Understanding Muslim funeral traditions
A loss of an individual is not just regarded as a loss to the family but to the whole Muslim community as a whole. For this reason, it is common for people who may not know an individual personally to attend the funeral. Muslims are encouraged to attend any Muslim’s funeral due to the profound personal, social and spiritual significance of such an event.
Burial is typically within 24 hours of death to protect the living from any sanitary issues, except in the case of a person who dies unexpectedly or from unnatural causes. Where death is unexpected or from unnatural causes it is essential, and a legal requirement by law, to determine the cause of death before burial. Determining the cause of death is the responsibility of the local Coroner. At all times, this is done with the utmost respect for the deceased persons.
What happens before a Muslim funeral?
- Before the ceremony, the deceased person is washed. Washing takes places either at the Mosque if facilities exist or another location, such as a funeral home.

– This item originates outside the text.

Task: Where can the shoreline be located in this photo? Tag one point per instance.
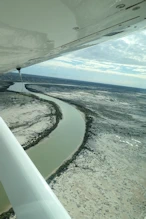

- Washing is carried out by relatives of the same gender, or other trusted people of the same gender.
- Water is poured over the body then gently rubbed over the skin, as though a shower.
- Private areas remain covered.
- The deceased person is then wrapped in cloth according to gender: Three cloths for a male, 5 for a female.
- If applicable, the deceased person is then conveyed to the Mosque.
What happens during a Muslim funeral?
- At the Mosque the body is not taken to the main prayer hall. Usually, it will be in a side room and will enter the building through a side door. Although not considered impure, the body is not regarded as suitable to enter the prayer hall.
- The Imam, together with family and friends of the deceased person, will gather in the prayer room to perform Salat al-Janaza - the funeral prayers. With doors open and standing in line with the deceased person, these prayers are short (3-4 minutes in length) and ask for forgiveness and God’s mercy.
- After prayers are said, the body is conveyed to the burial ground. Muslim religious beliefs prohibit cremation, so all deceased persons will be buried.
- Burial should take place as soon as possible, so local burial is preferred. However, if it is the family’s wish that the deceased person be returned to his or her home country, that is also permitted.
- Prayers are again said for mercy and forgiveness.
- The body is then covered, preventing contact between the deceased person and the soil. Concrete slabs or wood are often used, as it is forbidden to use anything formed by fire (such as clay).
- The nearest male relative will then pour three handfuls of earth into the grave, reciting quietly the prayer: “From this we have created you; to this we will return you; from this we will resurrect you.” It is believed that the deceased person will be resurrected at the site of burial.
- Other members of the funeral party will then join in pouring soil in the grave before it is filled in and final prayers are said.
What should I wear to a Muslim funeral service?
Those attending a Muslim funeral should dress modestly. For women, this means ankle-length skirts, long sleeves and a headscarf; for men, a long-sleeved shirt and trousers.
Shoes are removed before prayer, so ensure you are wearing clean socks.